This brief overview explains the overall functionality of git and GitHub so that users with little or no prior experience using version control systems may contribute to DObsiSS with relative ease. In addition to this page, these other handy resources may also be helpful:
Git is a version control protocol that allows people to modify or contribute to open source or open access projects in a non-intrusive and organized manner. GitHub is one particular service for git users that provides free hosting for smaller projects, and offers the most effective and streamlined collaborative environment for such work. Git is analogous to a common language that GitHub and other independent servers or centralized services are based upon and communicate through.
Git operates through a branching mechanism that allows users to fork already existing repositories as duplicates, which can then be modified as they see fit. A fork is considered to be downstream relative to the repository that is is based upon, which is complementarily upstream relative to the fork. Each fork is a repository in its own right, and may thus be further expanded upon by other users. In sum, forking allows a user to create their own copy of the original repository (hosted on GitHub), while also establishing a direct connection between them.
In order to modify the contents of a repository, one must download or clone the contents of their fork from GitHub (the remote server) to their local machine. Cloning not only involves copying all of the repositories' contents, but also configuring the local directory in which they are held to track any changes that a user makes. Any modifications that are made to files contained in this tracked directory are referred to as diffs, and are either defined by the addition or removal of information.
When a set of changes are made, the contributor must commit them along with a brief note. A commit is essentially a group of diffs amounting to one substantial modification. In a collaborative environment, commits amount to individual contributions. Once one or more commits are made, a user may want to push them to their repository on the remote GitHub server so that others may view them. Optionally, one can set up and push to multiple branches of their repository, which are independent and parallel copies. Maintaining various branches allows one to work on different aspects of a project independent of each other. For example, one branch could be used simply for regularly adding records to the dataset, and another could constitute changes amounting to a larger overhaul to the contents of the repository.

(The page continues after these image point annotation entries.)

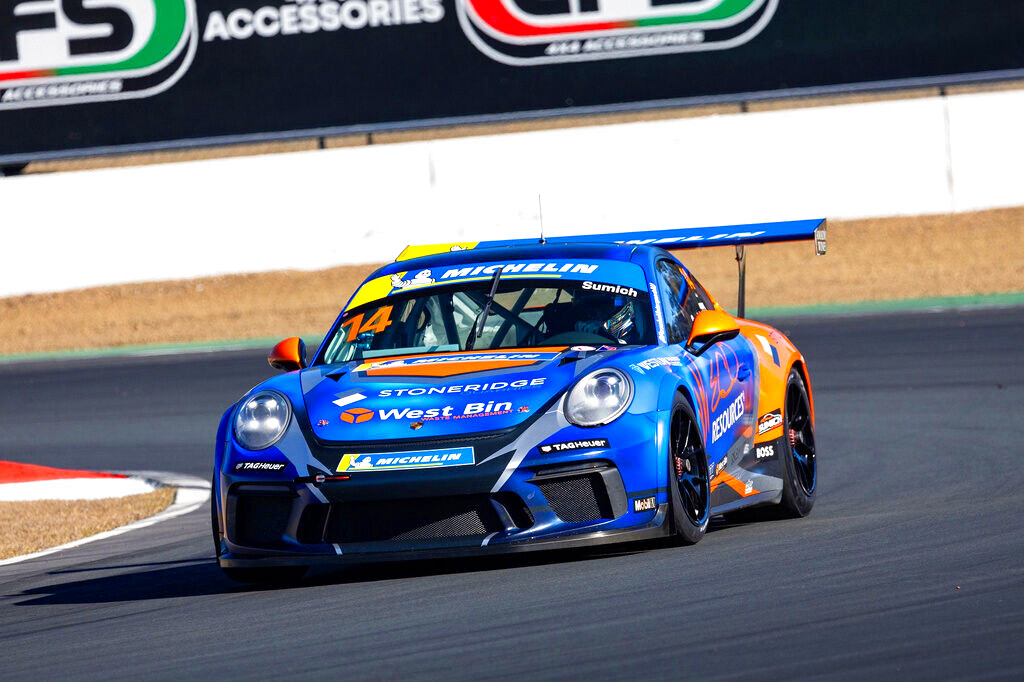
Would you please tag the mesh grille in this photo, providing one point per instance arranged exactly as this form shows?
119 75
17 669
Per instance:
311 524
260 520
578 499
411 519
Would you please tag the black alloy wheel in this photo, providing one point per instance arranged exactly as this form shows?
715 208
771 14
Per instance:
689 484
800 465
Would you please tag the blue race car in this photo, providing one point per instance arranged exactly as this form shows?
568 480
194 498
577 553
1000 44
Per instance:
501 396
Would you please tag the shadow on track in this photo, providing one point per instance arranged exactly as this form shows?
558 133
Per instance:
196 578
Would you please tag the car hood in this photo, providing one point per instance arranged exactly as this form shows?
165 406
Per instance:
434 395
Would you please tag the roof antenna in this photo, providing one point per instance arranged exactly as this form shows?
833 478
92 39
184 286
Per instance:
540 212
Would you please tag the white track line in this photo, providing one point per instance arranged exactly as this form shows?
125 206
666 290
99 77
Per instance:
185 500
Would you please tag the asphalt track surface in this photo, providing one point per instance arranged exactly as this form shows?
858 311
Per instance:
911 564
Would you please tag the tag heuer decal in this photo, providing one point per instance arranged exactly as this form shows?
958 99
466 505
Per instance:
52 53
528 32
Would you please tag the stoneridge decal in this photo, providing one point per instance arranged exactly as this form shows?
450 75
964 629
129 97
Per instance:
532 32
74 51
427 459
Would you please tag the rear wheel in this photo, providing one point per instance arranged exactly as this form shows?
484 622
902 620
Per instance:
800 467
213 518
689 486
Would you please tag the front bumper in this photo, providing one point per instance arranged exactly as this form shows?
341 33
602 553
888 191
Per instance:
515 498
656 527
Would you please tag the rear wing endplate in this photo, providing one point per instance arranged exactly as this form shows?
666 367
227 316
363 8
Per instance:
686 238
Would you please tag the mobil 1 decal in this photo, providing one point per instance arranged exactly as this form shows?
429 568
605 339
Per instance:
71 51
530 32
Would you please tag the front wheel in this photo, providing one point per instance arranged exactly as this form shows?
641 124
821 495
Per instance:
800 465
689 485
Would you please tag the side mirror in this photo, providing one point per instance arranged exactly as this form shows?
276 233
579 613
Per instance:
710 327
288 354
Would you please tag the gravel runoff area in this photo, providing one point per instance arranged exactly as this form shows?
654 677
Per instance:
31 526
868 260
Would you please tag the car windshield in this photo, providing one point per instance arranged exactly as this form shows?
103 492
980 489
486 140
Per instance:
524 313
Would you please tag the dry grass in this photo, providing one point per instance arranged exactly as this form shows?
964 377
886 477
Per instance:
31 526
879 259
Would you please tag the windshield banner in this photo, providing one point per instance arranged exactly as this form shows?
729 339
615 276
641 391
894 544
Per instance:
603 275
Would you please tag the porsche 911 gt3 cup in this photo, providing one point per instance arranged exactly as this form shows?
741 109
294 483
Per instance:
511 395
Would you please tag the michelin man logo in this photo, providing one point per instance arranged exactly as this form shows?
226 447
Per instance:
365 463
422 278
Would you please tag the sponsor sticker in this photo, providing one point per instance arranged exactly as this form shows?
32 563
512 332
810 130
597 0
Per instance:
727 419
260 466
422 279
356 415
73 51
644 504
427 459
572 444
524 32
769 421
652 363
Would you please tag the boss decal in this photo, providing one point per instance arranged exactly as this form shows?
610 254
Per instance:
73 51
769 421
644 504
528 32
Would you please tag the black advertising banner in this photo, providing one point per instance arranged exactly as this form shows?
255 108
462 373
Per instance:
108 75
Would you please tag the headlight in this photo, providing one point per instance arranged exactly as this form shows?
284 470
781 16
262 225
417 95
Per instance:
261 420
599 397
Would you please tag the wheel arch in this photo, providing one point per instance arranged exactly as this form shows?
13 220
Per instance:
801 367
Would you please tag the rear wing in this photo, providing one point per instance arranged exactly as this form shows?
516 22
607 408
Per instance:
685 238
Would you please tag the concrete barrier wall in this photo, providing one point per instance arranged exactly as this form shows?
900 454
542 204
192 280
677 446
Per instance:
317 209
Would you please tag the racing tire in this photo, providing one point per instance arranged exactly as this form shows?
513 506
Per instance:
266 576
800 469
689 484
214 522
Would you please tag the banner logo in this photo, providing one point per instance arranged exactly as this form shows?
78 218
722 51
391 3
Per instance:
73 51
529 32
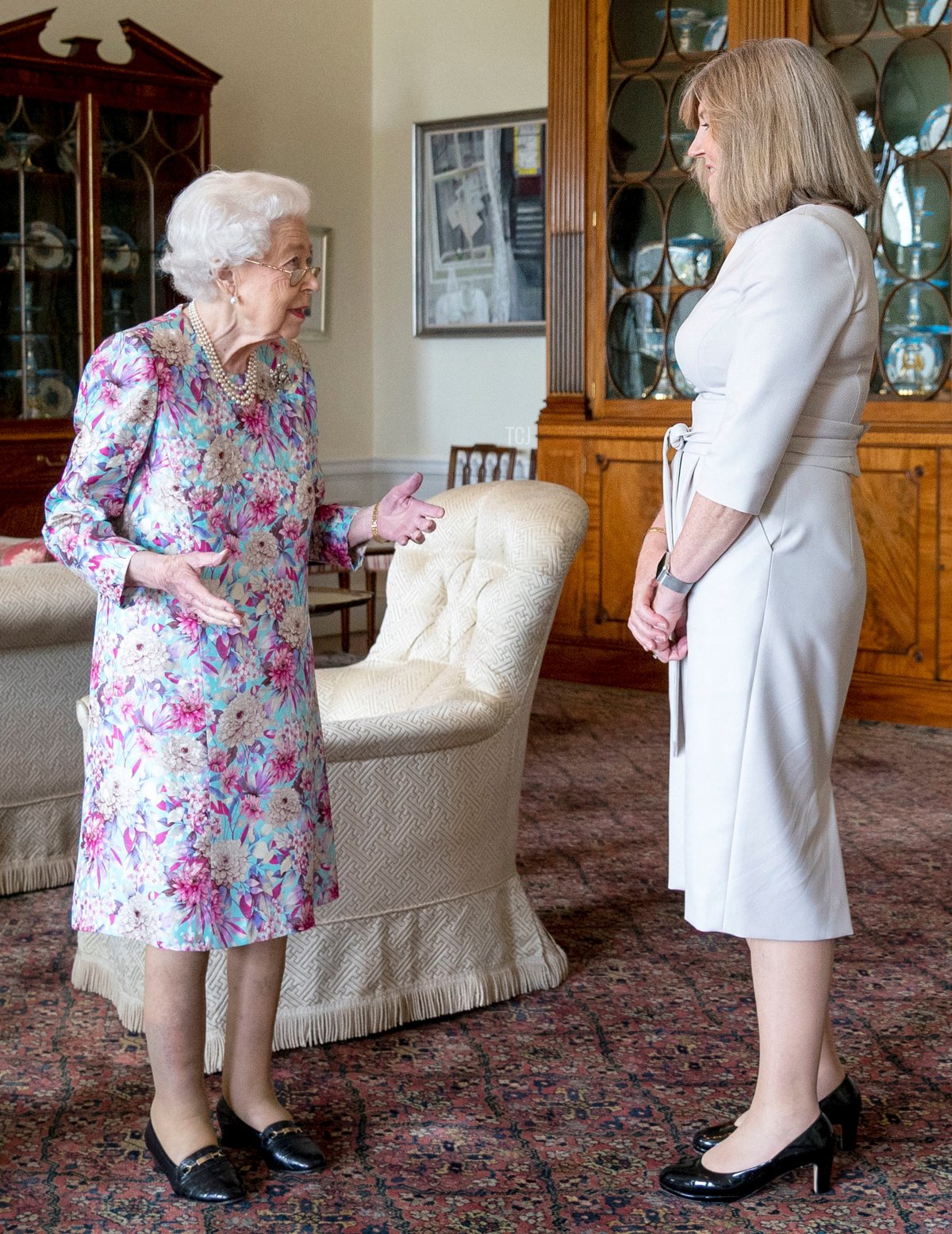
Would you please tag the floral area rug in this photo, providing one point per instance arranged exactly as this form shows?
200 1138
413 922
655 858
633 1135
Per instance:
551 1112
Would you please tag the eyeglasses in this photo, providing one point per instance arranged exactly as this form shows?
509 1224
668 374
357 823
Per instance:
296 275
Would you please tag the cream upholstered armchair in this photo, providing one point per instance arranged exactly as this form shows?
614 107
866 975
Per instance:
424 742
46 642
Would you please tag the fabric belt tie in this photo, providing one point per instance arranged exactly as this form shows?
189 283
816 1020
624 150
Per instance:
824 444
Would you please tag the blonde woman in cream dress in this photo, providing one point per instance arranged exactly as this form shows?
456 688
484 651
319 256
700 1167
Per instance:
758 605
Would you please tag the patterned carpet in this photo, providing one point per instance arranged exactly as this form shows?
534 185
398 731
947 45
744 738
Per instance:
551 1112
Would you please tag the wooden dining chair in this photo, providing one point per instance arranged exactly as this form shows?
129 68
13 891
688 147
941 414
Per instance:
474 464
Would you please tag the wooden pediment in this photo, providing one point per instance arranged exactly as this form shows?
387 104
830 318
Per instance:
152 57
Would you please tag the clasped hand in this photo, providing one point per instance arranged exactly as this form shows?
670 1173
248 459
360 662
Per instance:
658 618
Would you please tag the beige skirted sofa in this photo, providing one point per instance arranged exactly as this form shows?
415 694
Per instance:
424 743
47 615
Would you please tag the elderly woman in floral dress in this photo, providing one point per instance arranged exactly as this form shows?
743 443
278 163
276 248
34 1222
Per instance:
193 504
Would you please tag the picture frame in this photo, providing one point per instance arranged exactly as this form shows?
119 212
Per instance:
478 225
316 317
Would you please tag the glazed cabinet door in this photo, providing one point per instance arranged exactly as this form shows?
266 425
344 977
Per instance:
896 502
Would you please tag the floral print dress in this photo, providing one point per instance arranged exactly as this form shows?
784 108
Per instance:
205 820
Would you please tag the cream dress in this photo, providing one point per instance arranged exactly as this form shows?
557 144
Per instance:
780 352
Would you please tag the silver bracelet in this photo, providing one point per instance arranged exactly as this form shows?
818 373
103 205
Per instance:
666 579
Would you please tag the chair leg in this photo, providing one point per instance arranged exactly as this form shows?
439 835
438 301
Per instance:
373 611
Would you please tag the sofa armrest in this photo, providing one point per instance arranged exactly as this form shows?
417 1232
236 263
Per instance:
442 727
44 605
373 713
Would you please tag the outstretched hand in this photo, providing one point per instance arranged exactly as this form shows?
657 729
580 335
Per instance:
178 575
402 517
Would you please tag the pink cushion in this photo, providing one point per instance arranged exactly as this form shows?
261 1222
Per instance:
25 553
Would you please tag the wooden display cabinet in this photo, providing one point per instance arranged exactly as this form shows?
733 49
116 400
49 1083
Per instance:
91 156
631 247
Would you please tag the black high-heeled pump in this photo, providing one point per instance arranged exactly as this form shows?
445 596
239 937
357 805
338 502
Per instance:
205 1175
843 1107
692 1180
282 1144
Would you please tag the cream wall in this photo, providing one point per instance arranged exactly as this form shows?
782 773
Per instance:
294 99
434 60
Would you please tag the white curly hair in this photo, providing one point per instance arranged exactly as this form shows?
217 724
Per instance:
222 220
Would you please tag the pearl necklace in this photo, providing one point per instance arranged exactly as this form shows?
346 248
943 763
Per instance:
243 395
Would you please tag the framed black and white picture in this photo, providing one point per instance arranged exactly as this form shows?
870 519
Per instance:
478 260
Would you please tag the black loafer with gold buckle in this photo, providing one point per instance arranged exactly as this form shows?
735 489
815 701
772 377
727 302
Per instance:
205 1175
284 1145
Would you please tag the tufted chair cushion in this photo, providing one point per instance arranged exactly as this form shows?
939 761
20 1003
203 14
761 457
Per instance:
467 611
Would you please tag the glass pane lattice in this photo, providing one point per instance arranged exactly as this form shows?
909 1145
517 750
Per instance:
147 158
894 58
662 248
40 337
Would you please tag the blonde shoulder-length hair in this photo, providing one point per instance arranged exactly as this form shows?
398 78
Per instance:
785 129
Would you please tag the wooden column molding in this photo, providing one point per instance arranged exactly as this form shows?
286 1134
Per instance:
565 238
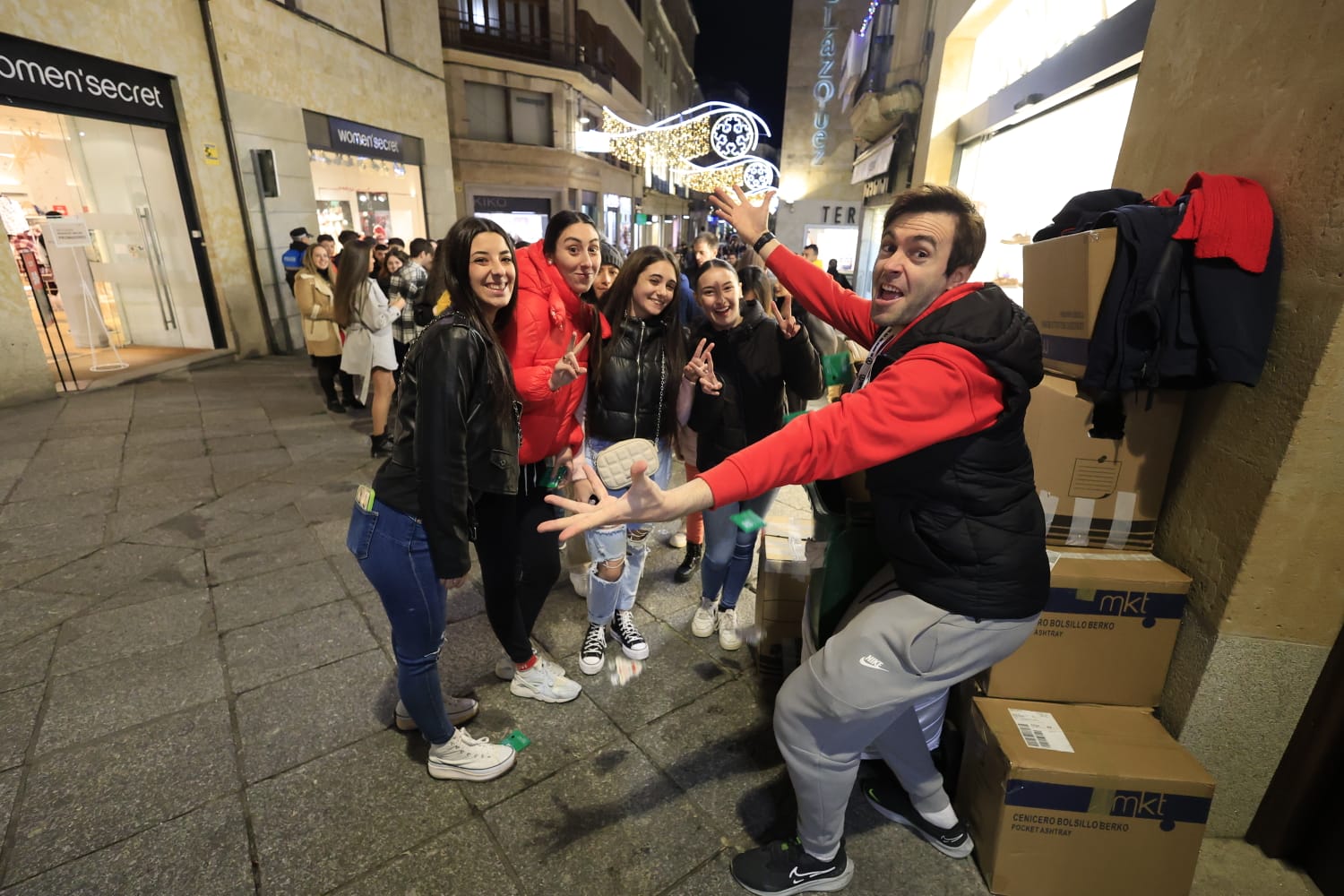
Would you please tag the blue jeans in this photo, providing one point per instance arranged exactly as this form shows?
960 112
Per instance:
728 549
620 543
392 552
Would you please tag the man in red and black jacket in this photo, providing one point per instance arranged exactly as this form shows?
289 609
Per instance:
935 421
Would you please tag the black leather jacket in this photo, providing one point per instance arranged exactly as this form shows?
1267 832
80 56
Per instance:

After a user has pushed changes to their repository, they can submit a pull request in order to compare the contents of their repository to the one that is is forked from located upstream. All differences are highlighted, and anyone can comment on specific changes or on the larger modifications as a whole. A dedicated URL is generated, and can be shared with colleagues who have not contributed data but still wish to participate in discussion. After reviewing the modifications and considering any raised issues, if DObsiSS moderators are content with changes they can merge the pull request into the main repository. If the modifications are inadequate, the pull request may be closed or left open indefinitely for further discussion.